Even if a manifold $M$ is not orientable, does every point have an open orientable neighborhood?
This question comes up when I read a proof of Theorem 15.40, which shows the existence of orientation covering of a manifold in the J. M. Lee's book Introduction to Smooth Manifolds. In the proof, the author assumes that we can have an orientable open neighborhood for any point of the manifold.
By the definition of manifold, given atlas $\{(U,\phi)\}$ since $U$ is diffeomorphic to $\mathbb{R}^{k}$, maybe it gives some orientation, but I cannot show it rigorously. Could anyone help me?

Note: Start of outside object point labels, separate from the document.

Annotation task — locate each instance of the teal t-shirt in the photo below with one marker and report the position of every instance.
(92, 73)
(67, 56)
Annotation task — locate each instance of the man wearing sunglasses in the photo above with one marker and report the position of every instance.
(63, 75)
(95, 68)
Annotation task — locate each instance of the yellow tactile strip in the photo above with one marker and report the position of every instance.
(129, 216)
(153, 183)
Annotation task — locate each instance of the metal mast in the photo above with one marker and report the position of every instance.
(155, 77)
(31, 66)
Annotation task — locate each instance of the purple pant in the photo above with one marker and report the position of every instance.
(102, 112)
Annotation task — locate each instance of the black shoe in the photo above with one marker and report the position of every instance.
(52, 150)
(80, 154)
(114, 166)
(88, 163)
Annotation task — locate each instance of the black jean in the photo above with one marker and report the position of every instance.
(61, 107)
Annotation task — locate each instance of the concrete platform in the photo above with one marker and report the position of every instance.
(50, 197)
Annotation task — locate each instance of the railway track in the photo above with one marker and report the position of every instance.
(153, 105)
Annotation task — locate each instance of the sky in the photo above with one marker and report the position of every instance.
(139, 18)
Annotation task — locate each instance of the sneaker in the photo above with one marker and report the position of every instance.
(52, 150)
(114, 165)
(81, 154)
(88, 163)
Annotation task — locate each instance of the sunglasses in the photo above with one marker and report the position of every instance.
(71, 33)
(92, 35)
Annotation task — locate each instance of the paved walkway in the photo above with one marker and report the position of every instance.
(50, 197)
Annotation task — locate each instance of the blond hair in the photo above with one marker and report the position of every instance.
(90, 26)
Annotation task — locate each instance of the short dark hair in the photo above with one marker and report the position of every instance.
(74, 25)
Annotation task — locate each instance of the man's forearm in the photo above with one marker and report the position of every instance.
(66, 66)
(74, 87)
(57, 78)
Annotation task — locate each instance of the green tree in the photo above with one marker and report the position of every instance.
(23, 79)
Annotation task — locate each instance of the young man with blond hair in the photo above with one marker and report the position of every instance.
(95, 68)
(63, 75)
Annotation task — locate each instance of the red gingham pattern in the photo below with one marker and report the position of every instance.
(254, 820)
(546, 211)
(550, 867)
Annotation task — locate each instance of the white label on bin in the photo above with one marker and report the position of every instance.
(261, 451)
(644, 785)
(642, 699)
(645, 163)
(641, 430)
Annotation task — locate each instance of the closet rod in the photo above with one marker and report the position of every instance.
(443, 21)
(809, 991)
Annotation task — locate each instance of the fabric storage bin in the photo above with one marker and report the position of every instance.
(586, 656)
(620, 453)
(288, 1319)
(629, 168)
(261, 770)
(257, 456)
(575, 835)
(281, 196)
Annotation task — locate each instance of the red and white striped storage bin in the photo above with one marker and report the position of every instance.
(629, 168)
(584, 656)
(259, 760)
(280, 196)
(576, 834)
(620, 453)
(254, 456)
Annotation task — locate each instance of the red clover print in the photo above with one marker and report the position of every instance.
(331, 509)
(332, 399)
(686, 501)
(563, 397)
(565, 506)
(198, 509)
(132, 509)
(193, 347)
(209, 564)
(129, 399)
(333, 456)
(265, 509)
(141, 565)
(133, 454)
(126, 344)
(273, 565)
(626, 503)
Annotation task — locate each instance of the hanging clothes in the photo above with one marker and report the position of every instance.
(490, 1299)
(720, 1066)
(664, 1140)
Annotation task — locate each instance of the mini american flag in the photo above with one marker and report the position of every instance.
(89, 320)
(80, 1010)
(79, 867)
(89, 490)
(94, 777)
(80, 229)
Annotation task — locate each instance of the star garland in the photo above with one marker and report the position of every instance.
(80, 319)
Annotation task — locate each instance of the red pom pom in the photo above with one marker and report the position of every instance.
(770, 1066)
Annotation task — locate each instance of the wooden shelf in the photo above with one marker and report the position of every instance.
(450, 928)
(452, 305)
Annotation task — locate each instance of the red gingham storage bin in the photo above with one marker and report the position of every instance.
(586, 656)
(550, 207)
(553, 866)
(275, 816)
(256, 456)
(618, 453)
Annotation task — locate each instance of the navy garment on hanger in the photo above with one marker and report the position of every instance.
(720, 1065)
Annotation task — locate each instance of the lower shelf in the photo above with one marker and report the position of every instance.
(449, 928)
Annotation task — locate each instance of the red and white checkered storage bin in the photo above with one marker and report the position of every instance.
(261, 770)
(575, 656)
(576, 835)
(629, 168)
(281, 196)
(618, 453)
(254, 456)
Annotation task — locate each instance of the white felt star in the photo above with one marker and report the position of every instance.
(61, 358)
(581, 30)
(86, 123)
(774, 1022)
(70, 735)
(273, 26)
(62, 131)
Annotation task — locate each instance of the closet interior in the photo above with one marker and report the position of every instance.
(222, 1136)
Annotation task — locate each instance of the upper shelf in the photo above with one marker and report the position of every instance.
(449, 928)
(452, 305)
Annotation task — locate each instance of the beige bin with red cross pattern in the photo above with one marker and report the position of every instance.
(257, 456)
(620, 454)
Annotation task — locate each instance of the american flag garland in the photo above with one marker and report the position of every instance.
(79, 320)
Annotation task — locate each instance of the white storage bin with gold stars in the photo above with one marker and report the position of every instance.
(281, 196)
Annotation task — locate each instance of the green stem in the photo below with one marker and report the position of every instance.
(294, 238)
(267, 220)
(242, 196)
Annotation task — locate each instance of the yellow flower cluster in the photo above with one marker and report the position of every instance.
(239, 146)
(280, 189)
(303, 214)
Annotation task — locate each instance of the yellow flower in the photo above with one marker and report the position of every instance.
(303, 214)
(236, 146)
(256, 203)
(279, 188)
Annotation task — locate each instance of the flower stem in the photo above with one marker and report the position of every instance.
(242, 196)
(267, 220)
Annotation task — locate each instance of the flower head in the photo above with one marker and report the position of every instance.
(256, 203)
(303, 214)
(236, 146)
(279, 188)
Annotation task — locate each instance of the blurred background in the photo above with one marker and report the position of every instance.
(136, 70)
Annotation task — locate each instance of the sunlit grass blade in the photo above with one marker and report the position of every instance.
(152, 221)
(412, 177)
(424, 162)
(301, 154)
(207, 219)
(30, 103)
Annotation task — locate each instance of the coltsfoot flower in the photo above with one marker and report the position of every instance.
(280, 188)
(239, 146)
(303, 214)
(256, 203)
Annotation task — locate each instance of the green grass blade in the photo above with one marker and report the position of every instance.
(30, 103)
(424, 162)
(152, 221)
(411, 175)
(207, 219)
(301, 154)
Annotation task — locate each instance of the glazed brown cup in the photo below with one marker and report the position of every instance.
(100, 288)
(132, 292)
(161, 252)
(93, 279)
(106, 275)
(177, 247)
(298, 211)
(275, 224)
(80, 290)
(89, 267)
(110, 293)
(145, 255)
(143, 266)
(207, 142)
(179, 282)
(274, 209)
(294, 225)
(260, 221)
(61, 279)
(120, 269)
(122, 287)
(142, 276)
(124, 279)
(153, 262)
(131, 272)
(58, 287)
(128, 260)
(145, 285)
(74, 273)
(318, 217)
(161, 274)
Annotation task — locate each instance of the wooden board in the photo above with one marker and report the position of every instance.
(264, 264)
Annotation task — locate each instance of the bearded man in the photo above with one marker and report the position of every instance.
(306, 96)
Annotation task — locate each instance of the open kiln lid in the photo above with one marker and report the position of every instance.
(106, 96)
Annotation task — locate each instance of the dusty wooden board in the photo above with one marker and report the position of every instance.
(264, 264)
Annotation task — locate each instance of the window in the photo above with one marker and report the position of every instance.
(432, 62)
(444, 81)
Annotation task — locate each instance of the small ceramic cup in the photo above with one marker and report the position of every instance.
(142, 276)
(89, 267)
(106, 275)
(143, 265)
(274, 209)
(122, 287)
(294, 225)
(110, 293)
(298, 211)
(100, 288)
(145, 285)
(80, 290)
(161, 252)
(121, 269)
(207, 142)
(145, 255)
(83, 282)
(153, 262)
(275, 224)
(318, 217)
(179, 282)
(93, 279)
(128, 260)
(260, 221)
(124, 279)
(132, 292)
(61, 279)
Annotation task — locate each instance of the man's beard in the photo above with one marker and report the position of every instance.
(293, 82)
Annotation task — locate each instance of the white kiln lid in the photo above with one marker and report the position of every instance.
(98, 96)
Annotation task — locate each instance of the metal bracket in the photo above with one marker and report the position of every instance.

I think we can simply use Lee's more basic definition. We only need to know that $p\in U$ for some chart $(U,x^i:1\le i\le n).$ Because in this case, we can give $U$ the pointwise orientation $\mathscr O$ determined by the vectors $\{\frac{\partial}{\partial x^i}\Big|_p:1\le i\le n,\ p\in U\}.$ Then by construction $\left(\frac{\partial}{\partial x^i}\Big|_p:1\le i\le n\right)$ is a positively oriented basis for $T_pU$ at every point $p\in U$ and by definition, $\mathscr O$ is continuous, and so again, by definition, $\mathscr O$ is an orientation on $U.$
I think this approach has the benefit of making it clear that problems with orientability can only arise from incompatibility of the charts, where the Jacobian of at least one transition function fails to be positive.